Mahkemece davanın reddine dair verilen ilk karar Dairemizce eksik inceleme sebebiyle bozulmuş ve mahkemece bu bozma kararına uyulmuştur. Bozma ilamında açıkça davacının muvazaanın varlığı konusundaki iddiası dikkate alınarak delillerinin değerlendirilmesi, özellikle davalılar arasındaki ilişki, satış değeri ile taşınmazın gerçek değeri arasında açık fark bulunup bulunmadığı, şirkete ait başka taşınmaz bulunup bulunmadığının araştırılması suretiyle hasıl olacak sonuca göre muvazaa iddiası konusunda bir karar verilmesi gerektiği gibi, aynı taşınmazın satış bedelinin tahsiline ilişkin olarak şirket eski yöneticisi aleyhine açılan davanın sorumluluk davası olduğu gözetilerek, sorumluluk davası şartlarının gerçekleşmesi halinde, satış bedelinin akıbeti araştırılmak suretiyle eski şirket yöneticisi davalının TTK hükümlerine göre sorumlu olup olmadığının değerlendirilmesi gereğine değinilmiştir.
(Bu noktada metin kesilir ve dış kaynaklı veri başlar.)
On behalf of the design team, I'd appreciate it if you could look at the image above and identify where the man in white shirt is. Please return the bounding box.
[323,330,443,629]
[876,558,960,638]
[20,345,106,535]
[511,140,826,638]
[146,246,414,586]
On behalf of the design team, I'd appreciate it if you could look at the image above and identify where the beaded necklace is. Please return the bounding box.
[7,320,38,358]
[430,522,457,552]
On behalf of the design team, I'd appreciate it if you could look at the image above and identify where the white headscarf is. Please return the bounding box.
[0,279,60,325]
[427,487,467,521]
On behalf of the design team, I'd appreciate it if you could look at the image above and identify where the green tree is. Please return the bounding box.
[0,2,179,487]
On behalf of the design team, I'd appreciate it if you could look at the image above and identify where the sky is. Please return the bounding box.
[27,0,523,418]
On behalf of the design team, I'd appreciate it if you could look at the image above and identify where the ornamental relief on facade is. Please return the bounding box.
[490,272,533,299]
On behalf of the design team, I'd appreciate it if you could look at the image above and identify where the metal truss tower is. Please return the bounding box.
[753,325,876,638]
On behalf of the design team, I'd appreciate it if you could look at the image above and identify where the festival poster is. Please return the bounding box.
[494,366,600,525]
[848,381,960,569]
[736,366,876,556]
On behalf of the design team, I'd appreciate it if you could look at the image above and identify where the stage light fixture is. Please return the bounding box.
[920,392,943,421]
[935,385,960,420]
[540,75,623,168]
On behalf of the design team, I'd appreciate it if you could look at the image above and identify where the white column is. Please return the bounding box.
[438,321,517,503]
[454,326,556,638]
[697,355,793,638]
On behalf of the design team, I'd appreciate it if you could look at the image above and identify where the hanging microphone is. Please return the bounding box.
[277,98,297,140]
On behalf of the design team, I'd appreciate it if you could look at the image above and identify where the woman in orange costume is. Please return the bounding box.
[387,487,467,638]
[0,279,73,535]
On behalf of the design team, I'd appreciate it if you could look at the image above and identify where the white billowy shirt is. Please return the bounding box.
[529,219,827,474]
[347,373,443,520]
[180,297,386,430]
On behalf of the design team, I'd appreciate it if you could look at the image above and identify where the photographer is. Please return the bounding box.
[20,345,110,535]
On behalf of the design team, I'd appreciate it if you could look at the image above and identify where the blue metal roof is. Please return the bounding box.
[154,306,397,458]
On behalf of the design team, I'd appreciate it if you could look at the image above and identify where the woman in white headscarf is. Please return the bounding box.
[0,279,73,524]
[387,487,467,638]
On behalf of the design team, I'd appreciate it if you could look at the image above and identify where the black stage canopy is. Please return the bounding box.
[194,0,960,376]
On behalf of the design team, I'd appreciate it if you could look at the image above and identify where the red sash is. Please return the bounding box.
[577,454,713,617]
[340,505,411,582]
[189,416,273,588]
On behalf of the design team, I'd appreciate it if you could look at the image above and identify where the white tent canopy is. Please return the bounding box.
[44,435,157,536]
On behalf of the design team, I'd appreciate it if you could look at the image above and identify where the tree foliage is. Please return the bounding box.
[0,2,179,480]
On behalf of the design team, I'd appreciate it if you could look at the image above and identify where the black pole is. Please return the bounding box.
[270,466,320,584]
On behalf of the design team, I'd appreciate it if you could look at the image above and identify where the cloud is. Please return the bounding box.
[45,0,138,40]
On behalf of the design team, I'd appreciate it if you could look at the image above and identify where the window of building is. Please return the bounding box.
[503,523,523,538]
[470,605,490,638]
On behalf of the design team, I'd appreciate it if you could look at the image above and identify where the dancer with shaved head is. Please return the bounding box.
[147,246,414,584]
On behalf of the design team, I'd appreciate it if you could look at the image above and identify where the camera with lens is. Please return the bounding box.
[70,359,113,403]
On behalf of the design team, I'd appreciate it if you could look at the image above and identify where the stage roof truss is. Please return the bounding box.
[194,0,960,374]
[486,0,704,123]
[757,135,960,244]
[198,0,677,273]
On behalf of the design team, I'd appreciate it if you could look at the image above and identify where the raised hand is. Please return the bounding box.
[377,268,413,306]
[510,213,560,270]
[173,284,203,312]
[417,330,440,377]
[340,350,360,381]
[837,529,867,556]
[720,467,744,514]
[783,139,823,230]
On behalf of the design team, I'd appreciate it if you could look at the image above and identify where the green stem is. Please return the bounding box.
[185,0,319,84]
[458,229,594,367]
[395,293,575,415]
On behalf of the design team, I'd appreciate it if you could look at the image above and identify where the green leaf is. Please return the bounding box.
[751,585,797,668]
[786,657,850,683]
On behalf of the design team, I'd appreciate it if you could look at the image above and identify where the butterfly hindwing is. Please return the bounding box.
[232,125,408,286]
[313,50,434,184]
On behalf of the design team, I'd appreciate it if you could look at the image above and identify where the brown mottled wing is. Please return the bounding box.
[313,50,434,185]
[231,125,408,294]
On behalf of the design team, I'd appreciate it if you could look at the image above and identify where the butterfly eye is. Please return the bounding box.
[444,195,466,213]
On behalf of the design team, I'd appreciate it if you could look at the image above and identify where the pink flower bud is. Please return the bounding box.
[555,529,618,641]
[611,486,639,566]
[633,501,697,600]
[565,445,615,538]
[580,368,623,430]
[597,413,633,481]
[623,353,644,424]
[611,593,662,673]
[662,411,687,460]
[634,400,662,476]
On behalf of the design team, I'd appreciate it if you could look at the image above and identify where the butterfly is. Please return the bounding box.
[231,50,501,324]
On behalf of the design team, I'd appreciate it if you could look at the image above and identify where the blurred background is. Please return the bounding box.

Mahkemece bozma sonrası yapılan araştırma sonucunda davacı şirketin faaliyet alanının taşınmaz yapımı, alım ve satımı olduğu, şirketin dava konusu taşınmazdan başka taşınmazlarının da olduğu, taşınmazın dava tarihi itibariyle gerçek değerinin 123.463,08 TL olduğu, tapuda satış bedelinin 33.000,00 TL gösterildiği belirlenmiş, dinlenen tanıklar davalı … tarafından şirketin borcu olan 30.000,00 TL’nin elden ödendiğini beyan etmişlerdir. Davalı …’ün satış işleminden sonra bir kaç gün içerisinde şirketteki paylarının tamamını devrettiği dosya kapsamında sabit olduğuna göre bozma kararına uyan mahkemece dava konusu taşınmazların satış tarihi itibariyle belirlenecek rayiç bedeli ile tapudaki satış değeri arasındaki fark belirlenerek davalılar arasındaki ilişki de incelenerek muvazaa iddiası yönünden tüm bu hususların birlikte değerlendirilmesi, muvazaa olmadığı kanaatine varılması halinde terditli talep olan şirket yöneticisinin sorumluluğu iddiası yönünden bir hüküm kurulması gerekirken yazılı şekilde bozma ilamının gerekleri yerine getirilmeksizin hüküm kurulması doğru görülmemiştir.
SONUÇ: Yukarıda açıklanan nedenlerle davacı vekilinin temyiz itirazının kabulü ile kararın davacı yararına BOZULMASINA, ödediği peşin temyiz harcının isteği halinde temyiz edene iadesine, 12/09/2017 tarihinde oybirliğiyle karar verildi.